> -----Original Message-----
> From: Chris Hanson [mailto:[EMAIL PROTECTED] 
> Sent: Tuesday, November 04, 2008 10:49 AM
> To: Karan, Cem (Civ, ARL/CISD)
> Cc: [email protected]
> Subject: Re: properties, threads, and KVO
> 
> On Nov 4, 2008, at 7:20 AM, Karan, Cem (Civ, ARL/CISD) wrote:
> 
> > KVO is ideal, but I don't know it works across threads.
> 
> KVO doesn't do anything special with respect to threads.
> 
> Since it's synchronous, that means KVO notifications are 
> delivered in the thread in which they occur, just as if you 
> had set up the server to call methods on your client directly.
> 
> > I know that properties are supposed to default to 
> thread-safe, and I 
> > know that as long as I don’t explicitly specify 
> getter/setter methods, 
> > properties should be KVC/KVO compliant, but I'm not sure if 
> the above 
> > is 100% kosher.  Is there anything I should be worried about?
> 
> This term "thread-safe," I do not believe it means what you 
> think it means.  ;)
> 
> Properties are by default *atomic*.  That means no matter 
> what multiple threads are doing with an individual property, 
> threads will either see the "before" or "after" state of the 
> property itself, never an intermediate state.
> 
> What it *doesn't* mean is that you'll always see a consistent state of
> *multiple* properties.  That's something you'll have to 
> enforce yourself, either at the per-object or 
> per-object-graph level.  The canonical example is a Person 
> object with atomic givenName and familyName properties and a 
> fullName property that returns the two as a single string:
> 
> @interface Person : NSObject
> @property (copy) NSString *givenName;
> @property (copy) NSString *familyName;
> @property (readonly) NSString *fullName; @end
> 
> Atomic properties only guarantee that you won't get back a 
> zombie from any of the above properties.  They make no 
> guarantee that fullName won't be "Cem Hanson" or "Chris Karan."

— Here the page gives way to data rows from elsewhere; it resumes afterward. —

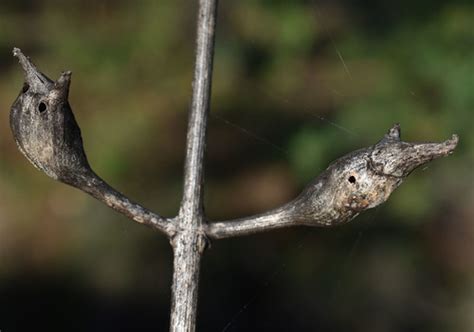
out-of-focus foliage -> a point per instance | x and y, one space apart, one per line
296 84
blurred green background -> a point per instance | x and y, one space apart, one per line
296 84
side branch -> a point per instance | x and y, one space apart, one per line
356 182
47 133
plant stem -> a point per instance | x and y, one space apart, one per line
190 241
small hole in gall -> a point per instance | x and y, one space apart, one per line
42 107
25 88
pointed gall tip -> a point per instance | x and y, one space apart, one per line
393 133
36 80
65 77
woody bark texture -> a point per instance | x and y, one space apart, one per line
47 133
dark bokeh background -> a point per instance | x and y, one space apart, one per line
296 84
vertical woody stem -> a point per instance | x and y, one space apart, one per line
189 243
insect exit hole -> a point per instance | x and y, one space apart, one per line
42 107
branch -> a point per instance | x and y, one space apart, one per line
191 204
46 132
356 182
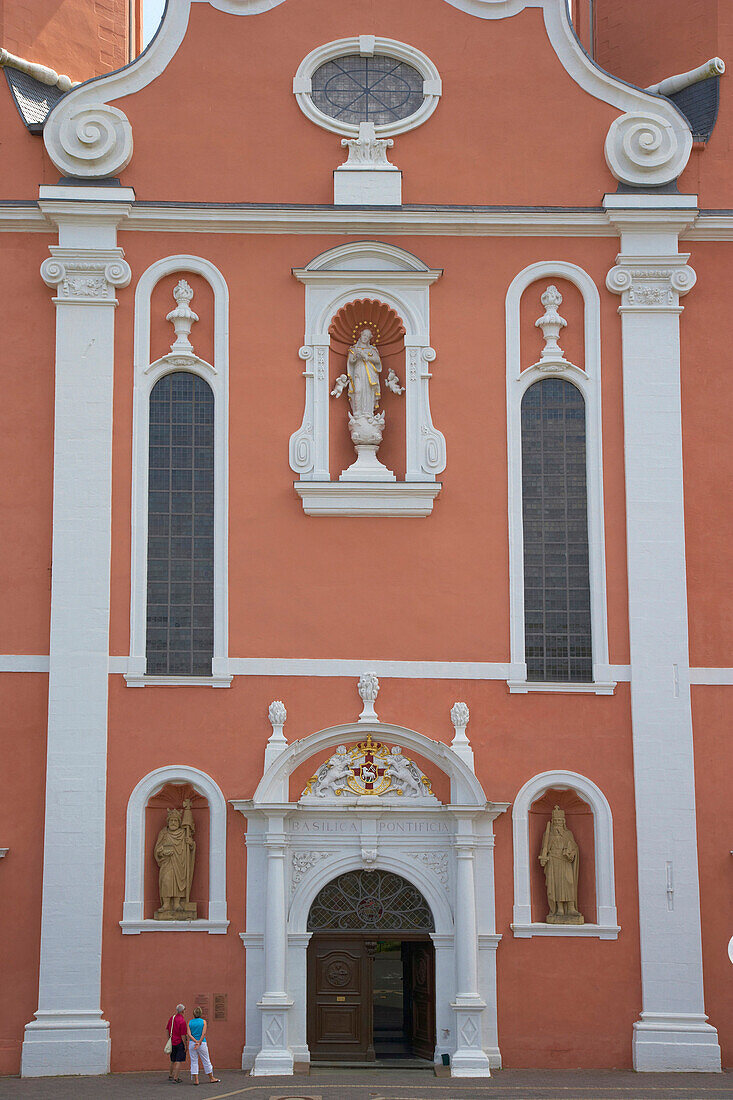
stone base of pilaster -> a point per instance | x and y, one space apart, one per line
64 1044
469 1059
275 1058
273 1064
667 1042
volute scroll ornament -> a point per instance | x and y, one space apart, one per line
89 140
645 150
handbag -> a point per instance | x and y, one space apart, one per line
168 1043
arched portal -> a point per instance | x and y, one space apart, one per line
368 827
371 969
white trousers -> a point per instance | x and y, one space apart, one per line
201 1053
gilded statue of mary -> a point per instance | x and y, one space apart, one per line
363 369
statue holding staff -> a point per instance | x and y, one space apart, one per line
175 854
559 856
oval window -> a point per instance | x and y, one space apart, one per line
379 89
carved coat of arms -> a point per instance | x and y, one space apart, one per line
369 768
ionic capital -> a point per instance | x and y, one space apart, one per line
653 284
86 276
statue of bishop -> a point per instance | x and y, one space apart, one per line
175 854
559 856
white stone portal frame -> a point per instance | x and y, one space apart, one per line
588 382
138 849
367 45
605 926
146 375
368 270
294 848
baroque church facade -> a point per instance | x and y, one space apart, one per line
368 552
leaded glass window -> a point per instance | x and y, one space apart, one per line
557 616
375 89
365 900
181 527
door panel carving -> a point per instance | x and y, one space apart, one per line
339 999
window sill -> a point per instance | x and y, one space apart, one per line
580 931
402 499
134 927
144 681
598 688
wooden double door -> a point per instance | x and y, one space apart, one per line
370 997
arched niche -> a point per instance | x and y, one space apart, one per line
572 792
144 818
172 795
579 820
398 281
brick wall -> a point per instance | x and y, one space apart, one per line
78 37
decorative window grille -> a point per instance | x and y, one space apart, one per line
181 527
557 609
378 89
378 901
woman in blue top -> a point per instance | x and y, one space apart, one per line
198 1047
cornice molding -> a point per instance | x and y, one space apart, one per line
24 217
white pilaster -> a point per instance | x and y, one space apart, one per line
68 1034
275 1058
470 1058
651 274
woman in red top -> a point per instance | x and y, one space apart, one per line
177 1030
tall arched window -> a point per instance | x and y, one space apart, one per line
557 594
179 628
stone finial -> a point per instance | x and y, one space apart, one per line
369 689
459 715
460 744
550 322
367 151
277 714
182 318
277 743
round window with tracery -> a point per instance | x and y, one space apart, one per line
378 89
367 79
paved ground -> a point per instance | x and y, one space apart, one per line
387 1085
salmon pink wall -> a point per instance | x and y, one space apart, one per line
26 433
225 732
23 736
249 141
707 331
78 37
288 597
713 765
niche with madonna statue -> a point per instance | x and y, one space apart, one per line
176 855
367 444
561 859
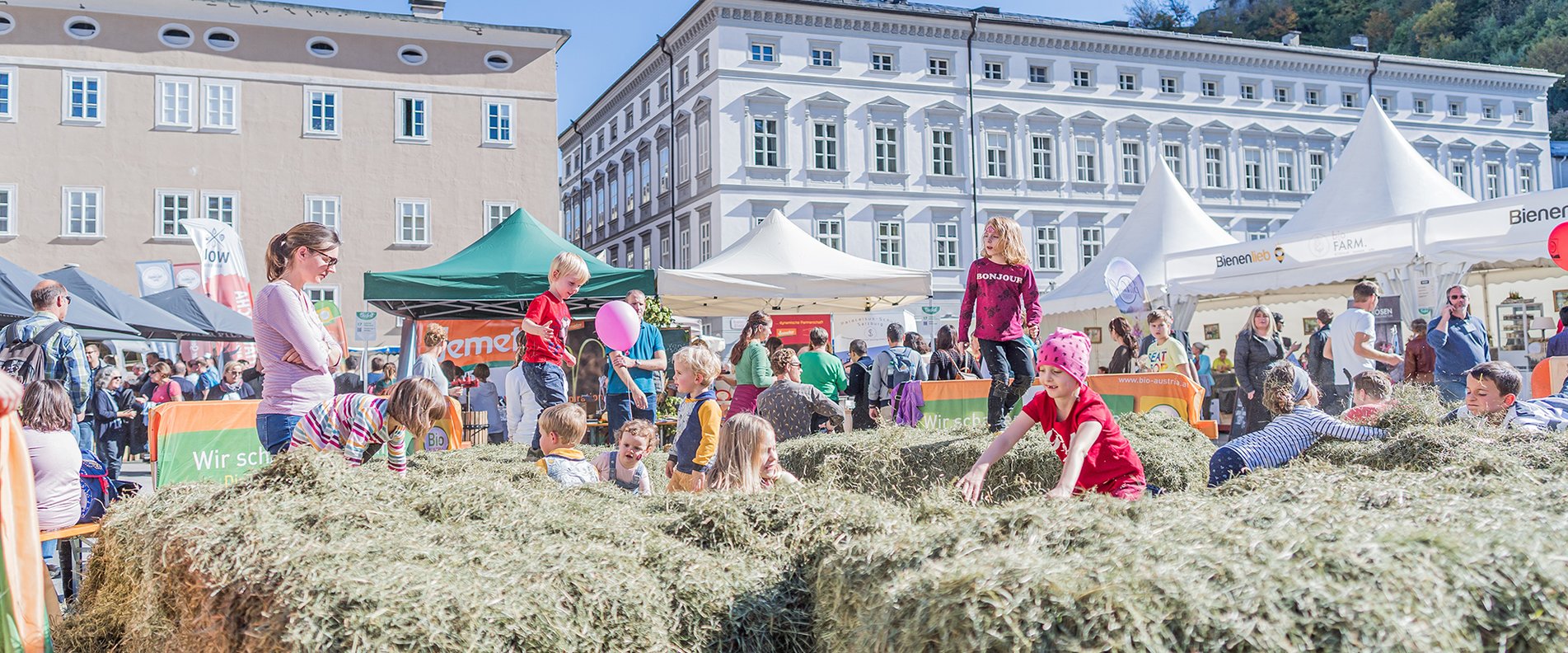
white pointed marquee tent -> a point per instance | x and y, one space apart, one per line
1165 220
1360 222
779 267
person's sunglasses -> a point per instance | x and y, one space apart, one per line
330 261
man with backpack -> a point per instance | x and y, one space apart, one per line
892 368
44 347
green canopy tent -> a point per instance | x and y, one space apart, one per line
494 278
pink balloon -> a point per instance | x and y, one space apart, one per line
618 326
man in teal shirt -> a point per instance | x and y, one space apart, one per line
630 392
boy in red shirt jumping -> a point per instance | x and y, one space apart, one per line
1095 457
545 326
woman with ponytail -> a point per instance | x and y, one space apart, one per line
750 357
295 354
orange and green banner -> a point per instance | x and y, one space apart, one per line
217 440
24 616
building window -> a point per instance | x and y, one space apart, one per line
996 147
825 145
413 120
321 112
1285 165
889 242
830 233
701 147
83 97
1087 168
1458 173
1048 248
322 209
943 151
1040 157
1090 242
413 222
885 143
82 211
498 121
765 142
222 101
946 245
1173 154
8 209
764 52
223 208
175 102
1252 168
1212 167
882 62
1131 162
175 209
1316 167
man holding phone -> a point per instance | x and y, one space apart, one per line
1458 341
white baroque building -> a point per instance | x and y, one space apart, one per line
894 130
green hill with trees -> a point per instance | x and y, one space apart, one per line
1531 33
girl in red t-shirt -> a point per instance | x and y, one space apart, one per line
1095 457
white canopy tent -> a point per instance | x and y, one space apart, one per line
779 267
1360 222
1165 220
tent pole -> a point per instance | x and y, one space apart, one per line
405 357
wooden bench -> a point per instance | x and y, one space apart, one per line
69 555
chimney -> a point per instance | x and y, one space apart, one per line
428 8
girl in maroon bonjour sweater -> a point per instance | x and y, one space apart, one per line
1001 305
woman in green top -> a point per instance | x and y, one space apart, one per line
750 357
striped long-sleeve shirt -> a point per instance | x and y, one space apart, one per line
352 423
1291 434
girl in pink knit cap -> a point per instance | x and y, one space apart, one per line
1095 457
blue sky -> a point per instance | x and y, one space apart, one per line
609 35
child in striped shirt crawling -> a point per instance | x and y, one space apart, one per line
1293 397
359 424
562 429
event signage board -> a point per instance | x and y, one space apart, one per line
215 441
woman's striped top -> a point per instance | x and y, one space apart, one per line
352 423
1291 434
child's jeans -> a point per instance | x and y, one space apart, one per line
1005 359
548 383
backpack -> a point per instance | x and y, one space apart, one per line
26 359
99 490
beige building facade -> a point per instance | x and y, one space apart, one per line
410 134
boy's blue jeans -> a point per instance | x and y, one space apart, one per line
548 383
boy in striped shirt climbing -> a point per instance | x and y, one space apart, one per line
1293 397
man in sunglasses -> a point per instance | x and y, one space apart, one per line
1458 341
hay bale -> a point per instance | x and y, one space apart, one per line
1305 557
905 463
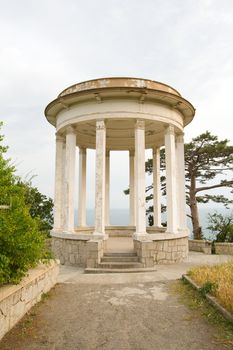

Actually, this is EXACTLY what I was expecting.  In my case, I only have one 
object (the image) that I care about cutting across multiple threads, so I 
don't have the worry about the problems you describe above.

I *DO* have to worry about my properties being 'retain' instead of 'copy' 
though; thanks for the code snippet above, I'd forgotten about that.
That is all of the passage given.